Government with a view to secure post retirement life of employees formed an organization named Employees Provident Fund Organization (EPFO). This organization is responsible to manage Provident fund which aims to secure future with stable returns after retirement or certain age.

But EPFO is only for salaried individuals, for other professionals there is a scheme called Public Provident Fund (PPF) which is maintained by Post Office or few specified banks.

In India, there are three types of provident funds:-

  •     Employee Provident Fund (EPF)
  •     Public Provident Fund (PPF)
  •     General Provident Fund (VPF)

Each type of fund has different features but with same motto of providing retirement benefits to the contributor.

Let’s see the each scheme individually:
What is Employee Provident Fund (EPF)?

The Employee Provident Fund, or provident fund as it is normally referred to, is a retirement benefit scheme that is for organized and unorganized sector (Private Sector) employees.

In case employee wishes to contribute more than the mandatory amount, he can do so by opting for Voluntary Provident Fund (VPF).
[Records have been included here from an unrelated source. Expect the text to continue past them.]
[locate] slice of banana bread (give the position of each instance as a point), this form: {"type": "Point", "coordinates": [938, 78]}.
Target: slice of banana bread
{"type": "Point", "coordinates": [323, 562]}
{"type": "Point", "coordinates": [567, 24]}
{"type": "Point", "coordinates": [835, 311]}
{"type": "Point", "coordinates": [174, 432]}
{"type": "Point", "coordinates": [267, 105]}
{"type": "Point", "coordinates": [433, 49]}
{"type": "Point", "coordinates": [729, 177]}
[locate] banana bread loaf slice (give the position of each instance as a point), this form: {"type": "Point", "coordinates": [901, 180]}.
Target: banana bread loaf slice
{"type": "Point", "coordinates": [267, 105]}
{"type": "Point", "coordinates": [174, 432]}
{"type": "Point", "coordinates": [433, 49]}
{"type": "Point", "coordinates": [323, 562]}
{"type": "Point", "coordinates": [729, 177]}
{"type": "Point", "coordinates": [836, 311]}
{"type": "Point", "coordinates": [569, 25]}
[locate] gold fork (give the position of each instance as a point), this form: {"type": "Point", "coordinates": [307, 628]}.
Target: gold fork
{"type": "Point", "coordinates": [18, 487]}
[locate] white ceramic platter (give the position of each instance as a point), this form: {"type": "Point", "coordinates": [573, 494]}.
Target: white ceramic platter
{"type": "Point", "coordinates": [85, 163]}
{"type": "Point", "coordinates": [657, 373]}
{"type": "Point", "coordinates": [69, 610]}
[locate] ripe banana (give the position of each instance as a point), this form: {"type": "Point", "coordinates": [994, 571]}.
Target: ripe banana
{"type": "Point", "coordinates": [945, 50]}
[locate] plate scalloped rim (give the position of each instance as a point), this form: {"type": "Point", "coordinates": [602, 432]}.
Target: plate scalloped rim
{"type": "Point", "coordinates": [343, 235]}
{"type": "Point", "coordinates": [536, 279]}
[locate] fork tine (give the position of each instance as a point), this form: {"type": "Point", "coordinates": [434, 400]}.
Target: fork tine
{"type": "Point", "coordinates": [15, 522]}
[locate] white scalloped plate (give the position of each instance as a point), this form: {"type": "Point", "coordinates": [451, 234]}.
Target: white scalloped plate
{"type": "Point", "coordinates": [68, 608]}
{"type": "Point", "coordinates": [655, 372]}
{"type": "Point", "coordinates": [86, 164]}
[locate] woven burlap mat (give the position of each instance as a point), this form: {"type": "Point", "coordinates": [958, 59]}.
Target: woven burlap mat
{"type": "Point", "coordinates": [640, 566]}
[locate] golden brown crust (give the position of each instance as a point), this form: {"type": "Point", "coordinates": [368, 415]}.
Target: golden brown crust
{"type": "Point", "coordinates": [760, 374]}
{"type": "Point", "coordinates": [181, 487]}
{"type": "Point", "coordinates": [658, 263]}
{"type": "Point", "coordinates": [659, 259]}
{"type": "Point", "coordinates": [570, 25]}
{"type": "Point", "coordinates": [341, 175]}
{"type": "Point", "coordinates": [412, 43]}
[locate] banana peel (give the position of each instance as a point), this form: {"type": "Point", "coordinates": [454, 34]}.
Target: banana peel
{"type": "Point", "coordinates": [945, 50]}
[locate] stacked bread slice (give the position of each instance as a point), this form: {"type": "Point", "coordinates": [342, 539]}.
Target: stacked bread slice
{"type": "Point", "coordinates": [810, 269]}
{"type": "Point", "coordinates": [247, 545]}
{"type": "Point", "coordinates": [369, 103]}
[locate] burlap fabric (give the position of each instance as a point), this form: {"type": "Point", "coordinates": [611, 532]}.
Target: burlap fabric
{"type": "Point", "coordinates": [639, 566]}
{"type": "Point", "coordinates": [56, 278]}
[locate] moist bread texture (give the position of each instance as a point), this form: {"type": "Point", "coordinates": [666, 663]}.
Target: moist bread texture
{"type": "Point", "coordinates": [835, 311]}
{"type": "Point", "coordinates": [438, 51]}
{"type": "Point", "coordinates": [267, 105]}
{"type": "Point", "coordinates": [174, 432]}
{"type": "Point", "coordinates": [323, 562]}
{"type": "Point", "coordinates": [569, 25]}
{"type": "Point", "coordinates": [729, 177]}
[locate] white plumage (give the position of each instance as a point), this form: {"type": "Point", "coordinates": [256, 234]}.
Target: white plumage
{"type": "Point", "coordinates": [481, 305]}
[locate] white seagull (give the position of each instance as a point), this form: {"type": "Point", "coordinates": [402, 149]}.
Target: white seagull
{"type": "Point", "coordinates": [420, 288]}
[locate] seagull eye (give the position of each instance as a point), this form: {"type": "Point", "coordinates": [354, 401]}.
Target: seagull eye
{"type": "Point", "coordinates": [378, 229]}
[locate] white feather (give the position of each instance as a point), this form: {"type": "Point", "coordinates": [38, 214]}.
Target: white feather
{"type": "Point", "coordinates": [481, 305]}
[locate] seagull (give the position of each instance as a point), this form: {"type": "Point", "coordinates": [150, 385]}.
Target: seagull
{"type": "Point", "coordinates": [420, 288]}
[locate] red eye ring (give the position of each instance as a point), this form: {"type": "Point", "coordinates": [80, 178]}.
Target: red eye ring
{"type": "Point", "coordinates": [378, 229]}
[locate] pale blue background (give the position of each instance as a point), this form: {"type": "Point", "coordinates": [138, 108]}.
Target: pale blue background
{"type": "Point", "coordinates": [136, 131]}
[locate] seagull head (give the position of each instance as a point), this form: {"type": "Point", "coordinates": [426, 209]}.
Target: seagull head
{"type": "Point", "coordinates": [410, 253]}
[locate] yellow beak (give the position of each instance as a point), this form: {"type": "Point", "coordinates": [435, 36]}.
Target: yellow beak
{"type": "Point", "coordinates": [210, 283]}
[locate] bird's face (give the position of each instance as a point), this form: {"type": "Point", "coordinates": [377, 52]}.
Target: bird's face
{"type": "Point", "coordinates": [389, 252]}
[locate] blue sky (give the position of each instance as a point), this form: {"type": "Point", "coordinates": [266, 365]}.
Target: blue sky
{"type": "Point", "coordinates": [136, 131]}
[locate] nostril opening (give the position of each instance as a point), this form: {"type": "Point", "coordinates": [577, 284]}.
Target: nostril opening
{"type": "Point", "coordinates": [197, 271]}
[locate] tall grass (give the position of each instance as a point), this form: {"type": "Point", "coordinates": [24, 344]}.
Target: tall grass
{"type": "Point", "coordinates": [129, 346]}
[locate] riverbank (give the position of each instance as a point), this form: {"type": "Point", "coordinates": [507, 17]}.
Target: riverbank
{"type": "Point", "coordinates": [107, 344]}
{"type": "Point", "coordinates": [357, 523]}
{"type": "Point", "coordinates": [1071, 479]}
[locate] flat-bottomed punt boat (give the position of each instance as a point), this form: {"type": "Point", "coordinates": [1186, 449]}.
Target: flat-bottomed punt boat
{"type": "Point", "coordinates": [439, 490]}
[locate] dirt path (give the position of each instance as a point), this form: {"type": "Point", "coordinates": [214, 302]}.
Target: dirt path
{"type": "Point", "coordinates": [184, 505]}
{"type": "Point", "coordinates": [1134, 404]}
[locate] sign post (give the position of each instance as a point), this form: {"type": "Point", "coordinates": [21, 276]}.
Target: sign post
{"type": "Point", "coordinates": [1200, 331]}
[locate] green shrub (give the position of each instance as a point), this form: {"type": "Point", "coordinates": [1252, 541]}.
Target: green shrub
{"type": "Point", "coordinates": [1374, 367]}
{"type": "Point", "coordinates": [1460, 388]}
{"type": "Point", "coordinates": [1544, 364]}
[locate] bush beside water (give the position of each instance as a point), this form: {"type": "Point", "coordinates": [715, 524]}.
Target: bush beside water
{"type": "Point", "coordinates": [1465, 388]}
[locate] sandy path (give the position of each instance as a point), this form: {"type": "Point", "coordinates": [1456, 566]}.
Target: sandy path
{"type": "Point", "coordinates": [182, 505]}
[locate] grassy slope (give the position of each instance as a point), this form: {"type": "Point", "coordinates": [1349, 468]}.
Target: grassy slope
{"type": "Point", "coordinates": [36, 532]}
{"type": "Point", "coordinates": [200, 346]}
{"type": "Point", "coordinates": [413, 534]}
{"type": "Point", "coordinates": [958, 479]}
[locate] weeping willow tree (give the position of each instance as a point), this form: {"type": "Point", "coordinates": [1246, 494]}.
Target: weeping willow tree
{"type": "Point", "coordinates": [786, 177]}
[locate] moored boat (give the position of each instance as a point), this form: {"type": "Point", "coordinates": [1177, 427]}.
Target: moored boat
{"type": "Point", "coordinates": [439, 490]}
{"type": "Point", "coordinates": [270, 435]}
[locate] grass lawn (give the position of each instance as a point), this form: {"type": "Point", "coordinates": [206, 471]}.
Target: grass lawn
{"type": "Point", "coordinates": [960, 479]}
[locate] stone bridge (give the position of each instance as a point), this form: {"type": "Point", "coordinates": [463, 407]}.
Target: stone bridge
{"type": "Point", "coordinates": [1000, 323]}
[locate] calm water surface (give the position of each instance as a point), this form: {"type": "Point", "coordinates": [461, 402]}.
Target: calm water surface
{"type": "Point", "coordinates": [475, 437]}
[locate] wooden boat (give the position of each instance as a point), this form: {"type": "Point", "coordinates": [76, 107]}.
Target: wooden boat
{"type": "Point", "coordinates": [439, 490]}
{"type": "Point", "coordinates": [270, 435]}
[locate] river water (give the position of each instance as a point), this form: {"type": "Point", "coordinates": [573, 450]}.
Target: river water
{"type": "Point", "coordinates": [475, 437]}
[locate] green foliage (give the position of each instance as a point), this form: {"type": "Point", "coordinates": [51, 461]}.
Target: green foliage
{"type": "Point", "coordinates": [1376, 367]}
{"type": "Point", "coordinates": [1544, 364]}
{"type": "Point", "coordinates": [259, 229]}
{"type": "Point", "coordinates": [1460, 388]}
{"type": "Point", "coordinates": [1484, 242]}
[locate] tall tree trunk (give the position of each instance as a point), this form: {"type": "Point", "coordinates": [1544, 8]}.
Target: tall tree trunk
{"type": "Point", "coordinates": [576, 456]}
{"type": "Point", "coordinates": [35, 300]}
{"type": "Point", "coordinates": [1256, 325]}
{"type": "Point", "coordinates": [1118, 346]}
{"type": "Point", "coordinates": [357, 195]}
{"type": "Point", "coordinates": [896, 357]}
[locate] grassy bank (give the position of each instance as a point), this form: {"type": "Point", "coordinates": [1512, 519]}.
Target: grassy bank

This is beyond employee EPF contribution of 12%. Also Employee contribution towards VPF does not bound employer to contribute to this VPF. Maximum contribution into VPF can be upto 100% of Basic Salary including Dearness Allowances. This would carry same rate of interest of EPF. The amount would be credited to EPF account and there is no separate account for VPF.

What is Public Provident Fund (PPF)?

PPF is established by central government to secure future of non-salaried employees, such as consultant, freelancer, contractor etc, even an unemployed person can open PPF account with a nominal amount of Rs.100.

What is General Provident Fund (GPF)?

General Provident Fund is only for Government Employees. Under this scheme government employees contribute a specific amount which is decided by the Government but there is no contribution from Government side.

Unique aspect of PPF

The other unique feature is that in case of insolvency, the PPF account cannot be used to pay off debts in settlement process. However the PPF account cannot be utilized in case of Income Tax evasion.